Graphing (x^2)y + 3y^2 = 5x + 9 or the like?

[nousername]

Homework Statement

Hey everyone. I have a mathematics exam coming up, and I am always used to checking my answers using an alternative method. We have differentiation questions and i normally check them by graphing the equation on my calc and then graphing my calculated differential equation and see if the slope of the original function at any x-value (my calculator can calculate slopes) is the same as the y-value for my differential equation.
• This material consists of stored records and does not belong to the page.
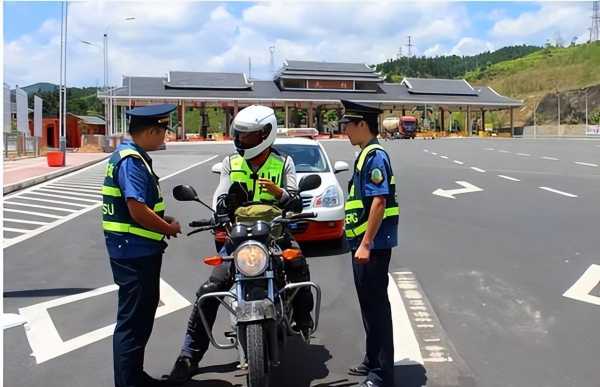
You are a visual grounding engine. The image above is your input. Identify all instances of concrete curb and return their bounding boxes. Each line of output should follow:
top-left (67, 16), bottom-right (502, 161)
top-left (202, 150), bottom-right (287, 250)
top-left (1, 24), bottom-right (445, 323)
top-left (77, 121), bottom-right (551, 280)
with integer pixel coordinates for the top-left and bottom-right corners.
top-left (3, 154), bottom-right (110, 195)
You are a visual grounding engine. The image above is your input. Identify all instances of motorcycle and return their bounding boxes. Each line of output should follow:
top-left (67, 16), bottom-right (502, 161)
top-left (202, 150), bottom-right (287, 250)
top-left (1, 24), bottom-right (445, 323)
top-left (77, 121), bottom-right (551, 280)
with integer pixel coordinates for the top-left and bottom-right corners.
top-left (173, 175), bottom-right (321, 387)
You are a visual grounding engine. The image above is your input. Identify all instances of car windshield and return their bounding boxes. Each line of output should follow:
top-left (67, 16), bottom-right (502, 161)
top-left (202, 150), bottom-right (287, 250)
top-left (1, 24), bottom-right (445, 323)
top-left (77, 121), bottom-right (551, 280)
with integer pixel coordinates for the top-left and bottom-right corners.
top-left (273, 144), bottom-right (329, 173)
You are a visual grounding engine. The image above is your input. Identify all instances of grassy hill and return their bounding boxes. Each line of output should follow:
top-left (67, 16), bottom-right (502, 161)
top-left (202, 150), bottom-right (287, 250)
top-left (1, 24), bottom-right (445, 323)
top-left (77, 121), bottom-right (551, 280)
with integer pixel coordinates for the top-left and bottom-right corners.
top-left (465, 42), bottom-right (600, 123)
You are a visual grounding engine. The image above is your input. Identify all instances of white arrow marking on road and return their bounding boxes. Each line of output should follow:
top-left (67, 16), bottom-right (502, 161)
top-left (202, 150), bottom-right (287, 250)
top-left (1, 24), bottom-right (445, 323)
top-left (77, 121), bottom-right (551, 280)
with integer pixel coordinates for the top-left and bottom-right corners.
top-left (540, 187), bottom-right (577, 198)
top-left (432, 181), bottom-right (483, 199)
top-left (498, 175), bottom-right (521, 181)
top-left (563, 265), bottom-right (600, 305)
top-left (575, 161), bottom-right (598, 167)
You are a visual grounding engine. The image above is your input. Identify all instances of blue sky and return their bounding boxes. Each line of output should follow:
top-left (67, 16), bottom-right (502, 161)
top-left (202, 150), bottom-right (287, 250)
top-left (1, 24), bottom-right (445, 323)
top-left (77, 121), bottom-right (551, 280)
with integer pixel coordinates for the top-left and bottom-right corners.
top-left (4, 1), bottom-right (591, 85)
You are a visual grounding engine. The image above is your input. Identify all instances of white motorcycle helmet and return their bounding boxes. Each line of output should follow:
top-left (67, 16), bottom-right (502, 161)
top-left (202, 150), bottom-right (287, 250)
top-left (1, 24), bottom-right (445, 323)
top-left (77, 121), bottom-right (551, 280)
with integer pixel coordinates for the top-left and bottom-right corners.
top-left (231, 105), bottom-right (277, 160)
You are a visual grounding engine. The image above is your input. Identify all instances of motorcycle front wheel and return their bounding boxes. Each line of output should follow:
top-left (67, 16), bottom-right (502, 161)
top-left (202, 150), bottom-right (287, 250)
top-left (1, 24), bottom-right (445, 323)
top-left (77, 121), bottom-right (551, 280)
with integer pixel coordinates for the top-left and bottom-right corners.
top-left (246, 324), bottom-right (269, 387)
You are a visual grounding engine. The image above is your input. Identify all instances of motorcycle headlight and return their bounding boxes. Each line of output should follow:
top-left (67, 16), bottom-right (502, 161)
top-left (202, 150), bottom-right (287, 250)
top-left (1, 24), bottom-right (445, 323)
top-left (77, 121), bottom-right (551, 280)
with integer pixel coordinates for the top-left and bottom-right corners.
top-left (315, 185), bottom-right (341, 207)
top-left (233, 242), bottom-right (269, 277)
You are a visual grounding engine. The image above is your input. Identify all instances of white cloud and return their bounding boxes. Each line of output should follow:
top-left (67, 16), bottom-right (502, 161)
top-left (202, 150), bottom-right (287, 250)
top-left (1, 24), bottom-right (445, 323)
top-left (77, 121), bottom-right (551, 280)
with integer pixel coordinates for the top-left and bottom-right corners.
top-left (490, 2), bottom-right (591, 43)
top-left (450, 37), bottom-right (494, 56)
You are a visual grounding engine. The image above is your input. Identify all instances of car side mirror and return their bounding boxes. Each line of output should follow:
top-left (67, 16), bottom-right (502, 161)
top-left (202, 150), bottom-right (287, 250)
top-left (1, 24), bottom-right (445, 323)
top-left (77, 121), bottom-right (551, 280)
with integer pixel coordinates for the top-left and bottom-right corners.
top-left (173, 185), bottom-right (198, 202)
top-left (210, 163), bottom-right (223, 175)
top-left (333, 161), bottom-right (350, 173)
top-left (298, 175), bottom-right (321, 192)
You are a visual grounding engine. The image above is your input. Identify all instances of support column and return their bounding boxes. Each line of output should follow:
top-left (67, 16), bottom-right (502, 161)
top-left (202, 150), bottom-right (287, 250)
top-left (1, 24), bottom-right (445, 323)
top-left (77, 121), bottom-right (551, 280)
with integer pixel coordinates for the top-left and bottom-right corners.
top-left (510, 107), bottom-right (515, 137)
top-left (466, 105), bottom-right (473, 136)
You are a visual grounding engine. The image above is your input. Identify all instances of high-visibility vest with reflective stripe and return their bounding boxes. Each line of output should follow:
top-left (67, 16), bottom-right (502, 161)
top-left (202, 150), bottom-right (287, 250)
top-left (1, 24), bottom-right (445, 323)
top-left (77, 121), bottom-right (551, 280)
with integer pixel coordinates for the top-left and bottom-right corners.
top-left (229, 152), bottom-right (285, 203)
top-left (345, 144), bottom-right (400, 239)
top-left (102, 144), bottom-right (165, 241)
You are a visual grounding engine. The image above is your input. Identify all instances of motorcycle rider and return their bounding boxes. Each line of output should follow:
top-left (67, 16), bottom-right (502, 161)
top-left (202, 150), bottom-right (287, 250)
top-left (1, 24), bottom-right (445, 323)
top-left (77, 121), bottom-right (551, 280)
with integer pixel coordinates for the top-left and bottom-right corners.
top-left (168, 105), bottom-right (313, 384)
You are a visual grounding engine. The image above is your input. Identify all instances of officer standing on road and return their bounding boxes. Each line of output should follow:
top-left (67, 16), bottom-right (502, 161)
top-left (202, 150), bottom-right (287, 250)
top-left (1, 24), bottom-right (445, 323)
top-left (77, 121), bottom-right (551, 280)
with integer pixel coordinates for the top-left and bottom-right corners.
top-left (102, 105), bottom-right (181, 387)
top-left (340, 100), bottom-right (399, 387)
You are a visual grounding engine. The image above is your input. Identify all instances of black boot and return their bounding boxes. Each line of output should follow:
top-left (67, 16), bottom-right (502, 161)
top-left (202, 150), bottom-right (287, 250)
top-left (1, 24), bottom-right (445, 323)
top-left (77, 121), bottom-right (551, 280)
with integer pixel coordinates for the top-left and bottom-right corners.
top-left (167, 356), bottom-right (198, 385)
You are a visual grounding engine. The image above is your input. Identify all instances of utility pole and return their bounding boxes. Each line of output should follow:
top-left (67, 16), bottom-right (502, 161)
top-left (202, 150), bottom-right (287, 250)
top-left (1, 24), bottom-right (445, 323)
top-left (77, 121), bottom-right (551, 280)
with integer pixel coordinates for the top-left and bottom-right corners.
top-left (590, 1), bottom-right (600, 42)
My problem is, sometimes there are equations such as these: x²y + 3y² = 5x + 9 which i can't graph because they have the y^2 and another y which isn't squared. My question is, does anybody know a way around this?

Homework Equations

x²y + 3y² = 5x + 9

The Attempt at a Solution

I have no idea, i looked online but i didn't know what to google, so all the things that came up were just irrelevant.

Any help would be appreciated.

Thank you.

 

[ehild]

Solve it as a quadratic equation for y.

ehild

 

[nousername]

How do you do that? It has an x in it... Can you show me how? Thanks

 

[ehild]

The solution(s) of the quadratic equation will be functions of x.

$3 y^2+(x^2)y-(5x+9)=0$

$y_1=\frac{-(x^2)+\sqrt{x^4+12(5x+9)}}{6}$

$y_2=\frac{-(x^2)-\sqrt{x^4+12(5x+9)}}{6}$

ehild

 

[jackmell]

My question is, does anybody know a way around this?

[Any help would be appreciated.

Thank you.

Yeah, I gotta' way around this but you may not like my answer. It is however I feel the best approach to solving your dilemma: time to step into the 21st century and do away with that calculator and begin using Mathematica then just ContourPlot it:

ContourPlot[x^2 y + 3 y^2 == 5 x + 9, {x, -15, 15}, {y, -15, 15}]

Now I understand you need the algebra practice solving them manually but eventually you run into one you can't like:

$$x^5 y^4 + 3 y^3 x == 5 x^3 y^3 + 9$$


and that one too can be plotted nicely via ContourPlot